The default (sklearn.utils.metadata_routing.UNCHANGED) retains the existing request. This allows you to change the request for some parameters and not others.

New in version 1.3.

Note

This method is only relevant if this estimator is used as a sub-estimator of a meta-estimator, e.g. used inside a Pipeline. Otherwise it has no effect.

Parameters:
  • d (str, True, False, or None, default=sklearn.utils.metadata_routing.UNCHANGED) – Metadata routing for d parameter in transform.

  • method (str, True, False, or None, default=sklearn.utils.metadata_routing.UNCHANGED) – Metadata routing for method parameter in transform.

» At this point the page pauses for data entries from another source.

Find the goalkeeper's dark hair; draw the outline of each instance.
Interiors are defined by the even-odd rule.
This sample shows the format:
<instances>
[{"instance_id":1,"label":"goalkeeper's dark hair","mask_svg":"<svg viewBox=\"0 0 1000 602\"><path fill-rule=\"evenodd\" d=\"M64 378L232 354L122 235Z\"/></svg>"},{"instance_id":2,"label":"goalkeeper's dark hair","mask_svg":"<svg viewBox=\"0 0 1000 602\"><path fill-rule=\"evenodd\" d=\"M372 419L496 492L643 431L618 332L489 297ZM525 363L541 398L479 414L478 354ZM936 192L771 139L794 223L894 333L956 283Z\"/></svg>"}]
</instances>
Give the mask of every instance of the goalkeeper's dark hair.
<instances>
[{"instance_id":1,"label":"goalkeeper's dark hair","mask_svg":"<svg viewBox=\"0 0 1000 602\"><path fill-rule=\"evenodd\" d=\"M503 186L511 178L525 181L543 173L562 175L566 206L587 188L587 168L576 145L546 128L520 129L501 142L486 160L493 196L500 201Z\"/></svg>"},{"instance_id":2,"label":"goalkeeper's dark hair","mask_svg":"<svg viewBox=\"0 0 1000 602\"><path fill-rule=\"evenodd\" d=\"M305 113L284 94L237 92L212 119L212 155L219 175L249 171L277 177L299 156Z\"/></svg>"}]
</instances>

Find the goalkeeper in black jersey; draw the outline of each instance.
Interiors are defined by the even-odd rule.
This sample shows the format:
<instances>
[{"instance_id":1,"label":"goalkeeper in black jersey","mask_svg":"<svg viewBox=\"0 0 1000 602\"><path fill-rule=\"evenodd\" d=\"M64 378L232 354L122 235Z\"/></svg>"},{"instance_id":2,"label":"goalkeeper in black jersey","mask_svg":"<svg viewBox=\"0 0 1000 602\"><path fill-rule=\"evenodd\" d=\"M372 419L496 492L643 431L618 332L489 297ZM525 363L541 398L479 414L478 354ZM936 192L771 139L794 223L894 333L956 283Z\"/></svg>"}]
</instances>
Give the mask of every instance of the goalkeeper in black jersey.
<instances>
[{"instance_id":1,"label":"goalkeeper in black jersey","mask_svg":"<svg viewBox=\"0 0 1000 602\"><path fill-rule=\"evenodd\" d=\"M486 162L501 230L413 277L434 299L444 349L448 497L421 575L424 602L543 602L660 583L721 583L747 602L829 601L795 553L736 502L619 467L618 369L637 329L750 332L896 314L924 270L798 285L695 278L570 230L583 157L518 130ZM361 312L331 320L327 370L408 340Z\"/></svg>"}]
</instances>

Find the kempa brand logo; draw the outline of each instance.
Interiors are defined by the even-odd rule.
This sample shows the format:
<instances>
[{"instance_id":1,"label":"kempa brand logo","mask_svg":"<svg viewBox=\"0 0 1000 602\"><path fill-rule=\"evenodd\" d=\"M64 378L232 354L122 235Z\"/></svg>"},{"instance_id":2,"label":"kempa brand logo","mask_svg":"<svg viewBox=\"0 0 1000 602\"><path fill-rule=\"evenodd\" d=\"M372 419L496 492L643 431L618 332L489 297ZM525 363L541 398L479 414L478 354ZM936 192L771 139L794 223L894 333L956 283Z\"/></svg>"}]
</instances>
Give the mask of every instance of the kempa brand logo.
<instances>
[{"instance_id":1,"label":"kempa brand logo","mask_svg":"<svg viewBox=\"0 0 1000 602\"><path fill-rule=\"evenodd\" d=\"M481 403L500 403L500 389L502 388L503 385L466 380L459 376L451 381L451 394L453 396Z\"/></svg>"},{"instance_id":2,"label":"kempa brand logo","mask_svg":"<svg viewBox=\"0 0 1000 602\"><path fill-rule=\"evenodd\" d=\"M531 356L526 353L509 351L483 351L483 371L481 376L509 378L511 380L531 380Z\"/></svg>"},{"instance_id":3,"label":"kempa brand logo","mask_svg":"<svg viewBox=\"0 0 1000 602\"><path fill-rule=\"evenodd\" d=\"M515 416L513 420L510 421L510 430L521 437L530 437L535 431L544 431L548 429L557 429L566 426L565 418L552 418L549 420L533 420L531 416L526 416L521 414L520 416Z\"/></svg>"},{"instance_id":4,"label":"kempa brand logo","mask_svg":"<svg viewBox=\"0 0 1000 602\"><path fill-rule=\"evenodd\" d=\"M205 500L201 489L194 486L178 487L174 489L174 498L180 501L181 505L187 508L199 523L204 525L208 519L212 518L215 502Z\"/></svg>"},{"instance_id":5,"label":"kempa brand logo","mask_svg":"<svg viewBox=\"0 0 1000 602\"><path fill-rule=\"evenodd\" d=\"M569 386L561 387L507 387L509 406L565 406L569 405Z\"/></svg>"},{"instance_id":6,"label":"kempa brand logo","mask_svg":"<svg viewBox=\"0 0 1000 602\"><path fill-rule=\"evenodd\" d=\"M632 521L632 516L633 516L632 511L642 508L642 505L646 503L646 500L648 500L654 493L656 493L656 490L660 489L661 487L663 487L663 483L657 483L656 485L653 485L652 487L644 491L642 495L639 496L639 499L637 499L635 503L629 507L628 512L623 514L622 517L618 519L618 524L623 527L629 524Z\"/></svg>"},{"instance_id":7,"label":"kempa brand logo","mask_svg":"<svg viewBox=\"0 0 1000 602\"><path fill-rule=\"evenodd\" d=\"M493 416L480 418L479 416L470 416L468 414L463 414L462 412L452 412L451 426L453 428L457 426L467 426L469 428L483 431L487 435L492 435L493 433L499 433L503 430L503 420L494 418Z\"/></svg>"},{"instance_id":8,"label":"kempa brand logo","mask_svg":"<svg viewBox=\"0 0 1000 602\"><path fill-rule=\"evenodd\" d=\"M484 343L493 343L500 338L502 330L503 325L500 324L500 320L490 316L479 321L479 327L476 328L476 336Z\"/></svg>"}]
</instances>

  • tau (str, True, False, or None, default=sklearn.utils.metadata_routing.UNCHANGED) – Metadata routing for tau parameter in transform.

Returns:

self – The updated object.

Return type:

object

train(X, y, d=None)[source]

Alias for fit for backward compatibility, see there.

transform(d, tau=None, method='reference')[source]

Transform latent space coordinates to another simplex space (dimensions+1). Requires a previous call of fit.

Parameters:
  • d (array-like of shape (n_samples, n_classes)) – Latent space coordinates to transform.

  • tau (float or None, optional (default: None)) – Scaling factor > 0. If set to None, a data-dependent scaling is used (and returned).

  • method ('reference' or 'scale', optional (default: 'reference')) – Determines the transformation method. ‘reference’: transformation of the simplex into rotated cones highlighting the inter-class distances (default method for visualization). ‘scale’: rescaling of the simplex to a unit simplex.

Returns:

  • s (array-like of shape (n_samples, n_classes+1)) – Reference simplex vector space coordinates as a representation of the attribute d_.

  • tau (float) – Scaling factor used for the transformation. Only returned when tau is set to None.